# Is the Chunnel really back to normal?



## Citysafe (Feb 5, 2006)

We leave this week and wonder what type of delays we will experience. The media say that delays are 30 minutes which I would term usual? 

Anyone got recent experience?


----------



## EJB (Aug 25, 2007)

Currently it's different every day so I can't see anyone being able to forecast the situation.
We returned to Dover the morning after the first serious incident and weren't delayed one minute!:wink2:


----------



## spykal (May 9, 2005)

Hi Citysafe

There is a guy from Eurotunnel, Chris, who posts to the official Eurotunnel Twitter page who gives extra info about why there are delays this morning.

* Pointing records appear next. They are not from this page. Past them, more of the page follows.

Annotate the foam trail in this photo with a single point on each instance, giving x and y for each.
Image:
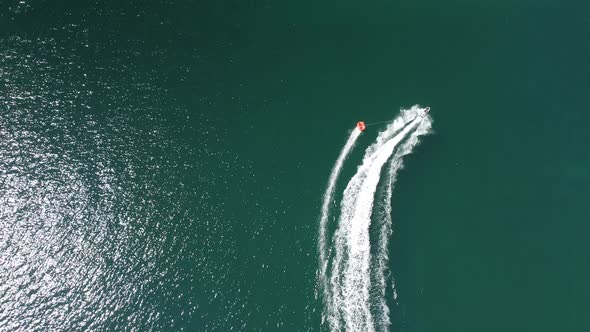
(326, 208)
(356, 281)
(386, 228)
(335, 309)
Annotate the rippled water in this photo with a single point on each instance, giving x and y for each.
(112, 194)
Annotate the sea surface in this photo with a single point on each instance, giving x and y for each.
(162, 163)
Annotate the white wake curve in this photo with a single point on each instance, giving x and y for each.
(329, 193)
(335, 310)
(381, 272)
(350, 287)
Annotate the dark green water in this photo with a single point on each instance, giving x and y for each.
(162, 164)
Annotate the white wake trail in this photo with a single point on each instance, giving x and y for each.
(356, 281)
(340, 307)
(325, 213)
(382, 271)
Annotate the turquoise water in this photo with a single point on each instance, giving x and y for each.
(162, 165)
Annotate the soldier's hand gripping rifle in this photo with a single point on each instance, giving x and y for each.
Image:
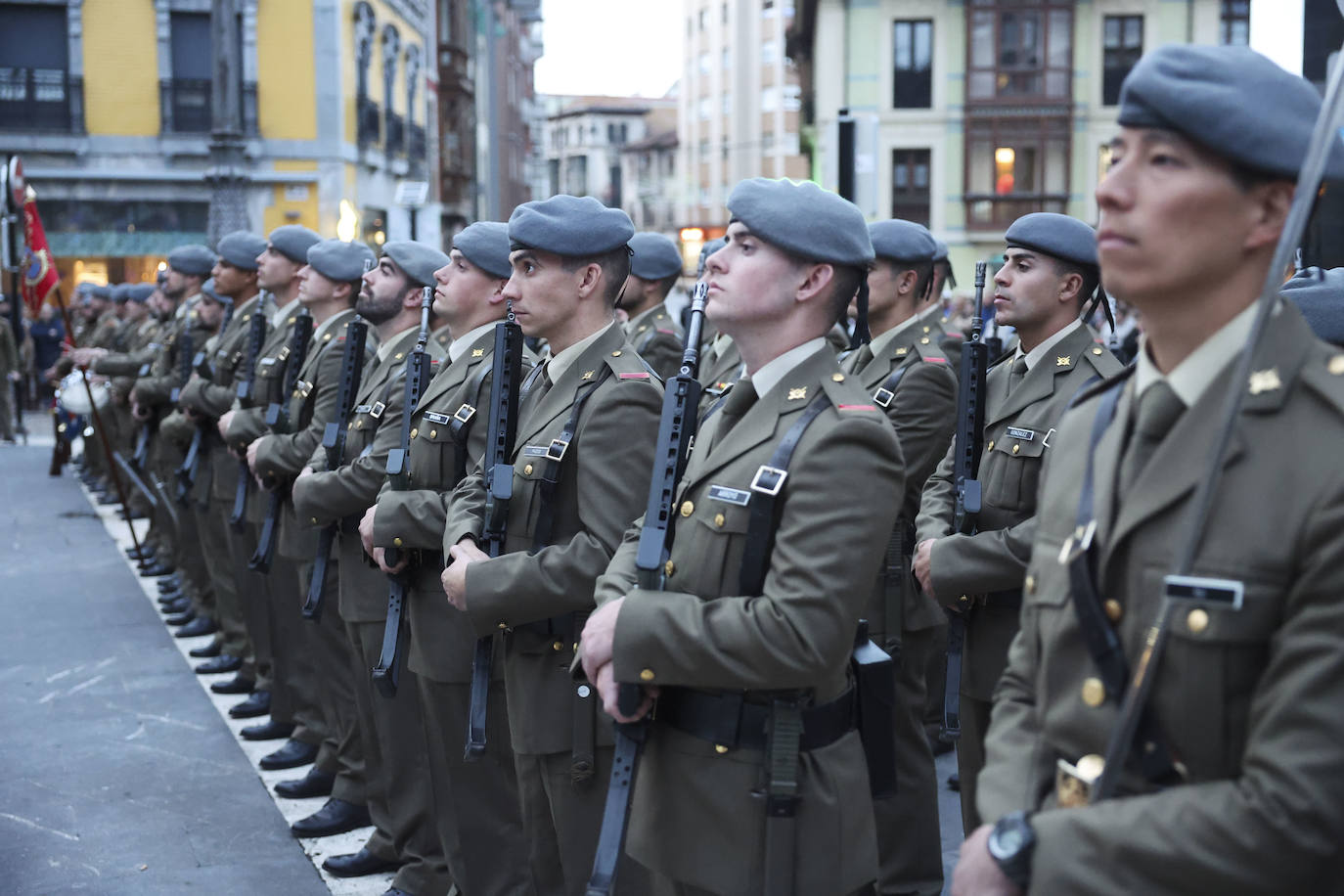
(244, 391)
(967, 446)
(506, 373)
(387, 670)
(676, 431)
(277, 418)
(334, 441)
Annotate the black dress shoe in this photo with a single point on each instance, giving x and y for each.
(355, 864)
(182, 618)
(234, 686)
(269, 730)
(315, 784)
(291, 755)
(335, 817)
(223, 662)
(255, 705)
(198, 626)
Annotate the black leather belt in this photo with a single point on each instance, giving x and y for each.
(726, 719)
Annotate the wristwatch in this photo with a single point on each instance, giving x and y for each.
(1010, 845)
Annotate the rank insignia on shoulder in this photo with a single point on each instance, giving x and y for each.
(1265, 381)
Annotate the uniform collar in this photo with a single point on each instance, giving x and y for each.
(1192, 377)
(777, 368)
(1041, 351)
(463, 342)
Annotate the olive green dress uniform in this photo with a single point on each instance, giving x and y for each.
(476, 802)
(390, 730)
(1247, 697)
(269, 621)
(324, 648)
(603, 486)
(981, 574)
(922, 407)
(697, 816)
(658, 340)
(211, 399)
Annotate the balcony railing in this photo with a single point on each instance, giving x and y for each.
(190, 107)
(35, 100)
(395, 144)
(370, 122)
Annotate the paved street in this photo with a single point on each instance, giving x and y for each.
(122, 771)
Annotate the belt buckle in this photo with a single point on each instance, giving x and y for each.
(1074, 782)
(769, 479)
(1078, 543)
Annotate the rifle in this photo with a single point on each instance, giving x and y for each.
(277, 418)
(387, 672)
(676, 430)
(965, 456)
(506, 375)
(244, 389)
(334, 441)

https://twitter.com/leshuttle

and I like to use the motorway webcams to check live traffic info. This link is to the entrance to the Eurotunnel complex, it looks OK :wink2::

http://roadca.ms/983


----------



## Stanner (Aug 17, 2006)

spykal said:


> Hi Citysafe
> 
> There is a guy from Eurotunnel, Chris, who posts to the official Eurotunnel Twitter page who gives extra info about why there are delays this morning.
> 
> ...


What worries me is that there does not appear to be any traffic whatsoever moving on the M.20 or the tunnel access road.


----------



## Stanner (Aug 17, 2006)

Ahh there is some on the slip road now.


----------



## Citysafe (Feb 5, 2006)

Thank you - really useful.


----------



## Stanner (Aug 17, 2006)

If you want full up to date traffic info use the Traffic England site.
http://www.trafficengland.com/map.a...ong1=87.84378918101663&lat1=3028.597650115512


----------



## spykal (May 9, 2005)

Stanner said:


> If you want full up to date traffic info use the Traffic England site.
> http://www.trafficengland.com/map.a...ong1=87.84378918101663&lat1=3028.597650115512


I like that one too :wink2:

I often use a selection of traffic info before setting off and while travelling ... The traffic info on Google maps works well but for a quick look at a traffic flow map, which at the moment shows, if you zoom in on the tunnel terminal the queue waiting to board the tunnel train :wink2: ) give this map a try :-

Live Traffic from TomTom <<


----------



## spykal (May 9, 2005)

Looks like it's (M20) snarled up again:-

http://roadca.ms/983

edit ...it is not the tunnel that is the problem it is an incident closer to Dover holding up the trucks and causing a massive tailback


----------



## listerdiesel (Aug 3, 2012)

M25 was a mess this morning, coach crash at 06.40 and it's been cr*p ever since.

Took me 4 hours to do 98 miles to Selhurst, almost as much coming back at 2.30 in the afternoon.

Peter


----------



## gaspode (May 9, 2005)

For those of you with an Android phone, try JamCam - it works really well.

https://play.google.com/store/apps/details?id=com.jazmik.jamcam2&hl=en


----------



## teemyob (Nov 22, 2005)

I was going to chance it one way in a few weeks (coming back). But what with all the troubles, I have gone with North Sea both ways. We also have five return bookings made with Brittany Ferries to Spain and France. Maybe some in the pipeline for Stena Vouchers for holland that we will not be using for the tunnel.

TM


----------



## wp1234 (Sep 29, 2009)

Came back from France yesterday , no delays at all . 

The 30 minutes final check in time is tight due rubbish UKBA passport checking procedures , you just wonder why can't they open all the booths when they know it's going to be busy !

Still if you on the way back into the UK it gets you back into the way of things in good old Blighty ....


----------